Mme Isabelle PAULMIER-CAYOL, Conseiller faisant fonction de Président
M. Bertrand GELOT, Conseiller
Mme Patricia GRASSO, Magistrat honoraire
Greffier lors des débats : Mme Emilie POMPON
ARRÊT :
— contradictoire
— par mise à disposition de l’arrêt au greffe de la Cour, les parties en ayant été préalablement avisées dans les conditions prévues au deuxième alinéa de l’article 450 du code de procédure civile.
— signé par Mme Isabelle PAULMIER-CAYOL, Conseiller faisant fonction de Président, et par Mme Emilie POMPON, Greffier, présentes lors de la mise à disposition.
***
EXPOSE DU LITIGE':
Par acte de donation-partage du 10 novembre 1981, [G] [I] [R] et [P] [E], mariés sous le régime légal de la communauté de meubles et acquêts depuis le 25 mars 1940, ont fait donation à leurs deux enfants de la nue-propriété des biens mobiliers et immobiliers suivants':
— 90 parts de la SCI de la [Adresse 52] ayant son siège social au [Adresse 7], au capital de 10 000 000 de francs divisé en 1 000 parts d’intérêts de 10'000 francs chacune numérotées 674 à 747, 974 à 988 et 997, donnant droit à la jouissance de locaux pendant l’existence de la société et leur attribution en propre lors de la dissolution ou du retrait de la société ';
— 84 actions nominatives de la société [43] ([53]), société anonyme immobilière de construction au capital de 100'000 francs dont les actions donnent droit à l’attribution en jouissance et en propriété des lots n° 36 et 84 d’une copropriété sise aux [Adresse 8] à [Localité 50]. À la suite de cette donation, la [53] a été dissoute en 1985. En contrepartie de leurs actions, il a été attribué aux époux [R], l’usufruit de deux lots et à leurs enfants la nue-propriété des deux lots';
— une parcelle de terre cadastrée section [Cadastre 55], lieudit «'[Localité 41]'» sur la commune de [Localité 37] (55).
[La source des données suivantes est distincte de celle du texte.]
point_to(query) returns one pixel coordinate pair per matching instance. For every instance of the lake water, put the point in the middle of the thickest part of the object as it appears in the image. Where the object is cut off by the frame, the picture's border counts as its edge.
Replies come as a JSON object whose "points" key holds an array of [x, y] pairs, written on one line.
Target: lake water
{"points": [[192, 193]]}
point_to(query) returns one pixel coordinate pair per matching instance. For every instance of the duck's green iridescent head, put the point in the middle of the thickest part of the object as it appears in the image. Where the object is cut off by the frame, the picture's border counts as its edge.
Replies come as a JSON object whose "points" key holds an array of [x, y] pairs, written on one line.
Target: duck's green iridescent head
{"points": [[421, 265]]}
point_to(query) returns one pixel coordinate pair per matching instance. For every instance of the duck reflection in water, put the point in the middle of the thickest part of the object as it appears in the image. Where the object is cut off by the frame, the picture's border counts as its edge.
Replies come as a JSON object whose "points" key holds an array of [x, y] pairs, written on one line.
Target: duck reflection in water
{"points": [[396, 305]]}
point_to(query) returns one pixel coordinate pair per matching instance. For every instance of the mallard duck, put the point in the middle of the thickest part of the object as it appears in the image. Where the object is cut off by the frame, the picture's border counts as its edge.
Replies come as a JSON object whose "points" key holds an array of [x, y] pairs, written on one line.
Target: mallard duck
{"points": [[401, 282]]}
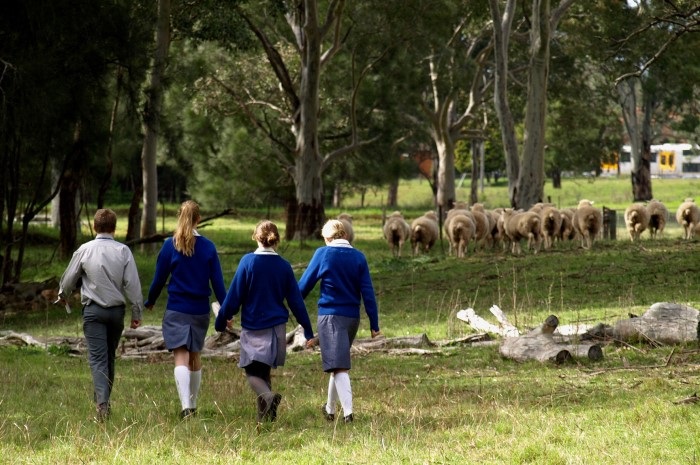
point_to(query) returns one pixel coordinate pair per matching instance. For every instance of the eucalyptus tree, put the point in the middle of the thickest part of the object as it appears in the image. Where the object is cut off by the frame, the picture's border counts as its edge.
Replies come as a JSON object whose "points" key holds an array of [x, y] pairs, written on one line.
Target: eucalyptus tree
{"points": [[301, 85], [457, 45], [525, 169], [654, 57]]}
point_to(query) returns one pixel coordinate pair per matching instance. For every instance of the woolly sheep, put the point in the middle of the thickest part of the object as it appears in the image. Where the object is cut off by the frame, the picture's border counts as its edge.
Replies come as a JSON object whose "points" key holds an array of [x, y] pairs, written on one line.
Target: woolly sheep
{"points": [[346, 219], [522, 225], [550, 224], [588, 222], [460, 231], [658, 216], [688, 216], [396, 232], [567, 232], [636, 220], [492, 236], [424, 232]]}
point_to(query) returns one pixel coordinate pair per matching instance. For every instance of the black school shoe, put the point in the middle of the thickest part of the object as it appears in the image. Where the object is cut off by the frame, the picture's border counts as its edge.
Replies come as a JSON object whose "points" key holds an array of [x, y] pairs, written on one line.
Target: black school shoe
{"points": [[103, 412], [188, 413], [276, 399], [326, 415]]}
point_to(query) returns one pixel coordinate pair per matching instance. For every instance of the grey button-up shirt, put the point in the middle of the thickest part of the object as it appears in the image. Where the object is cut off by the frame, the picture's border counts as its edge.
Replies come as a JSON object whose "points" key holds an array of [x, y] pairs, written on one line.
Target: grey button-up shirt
{"points": [[109, 273]]}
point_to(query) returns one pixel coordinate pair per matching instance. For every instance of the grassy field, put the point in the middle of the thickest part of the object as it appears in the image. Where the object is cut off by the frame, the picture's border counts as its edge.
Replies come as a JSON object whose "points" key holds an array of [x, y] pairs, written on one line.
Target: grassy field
{"points": [[454, 405]]}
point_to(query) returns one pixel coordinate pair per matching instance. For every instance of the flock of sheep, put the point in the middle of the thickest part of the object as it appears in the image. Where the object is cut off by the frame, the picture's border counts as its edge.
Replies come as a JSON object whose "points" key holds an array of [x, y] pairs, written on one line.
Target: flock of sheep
{"points": [[540, 226]]}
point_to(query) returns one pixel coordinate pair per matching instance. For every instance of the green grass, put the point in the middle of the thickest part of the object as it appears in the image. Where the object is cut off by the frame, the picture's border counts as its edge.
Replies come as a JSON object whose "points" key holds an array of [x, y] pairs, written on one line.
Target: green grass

[G] [I] [R], dont le dernier domicile était à [Localité 46], est décédé le [Date décès 12] 2003 laissant pour lui succéder :
— [P] [E], son épouse commune en biens donataire de la quotité disponible entre époux et ayant opté pour l’usufruit de la totalité de la succession ;
— Mme [N] [R] et [G] [M] [R], ses enfants issus de son union avec [P] [E].
Par acte notarié du 19 juillet 2004, [P] [E] veuve [R] a fait donation en avancement d’hoirie à ses deux enfants à concurrence de moitié chacun de':
— la moitié indivise en pleine propriété d’un bien situé [Adresse 20] à [Localité 49] d’une valeur de 114'000 euros ;
— la moitié indivise en pleine propriété d’un bien situé [Adresse 19] et [Adresse 30] à [Localité 49] d’une valeur en pleine propriété de 11'433,50 euros';
— la moitié indivise en pleine propriété d’un bien situé [Adresse 5] (55).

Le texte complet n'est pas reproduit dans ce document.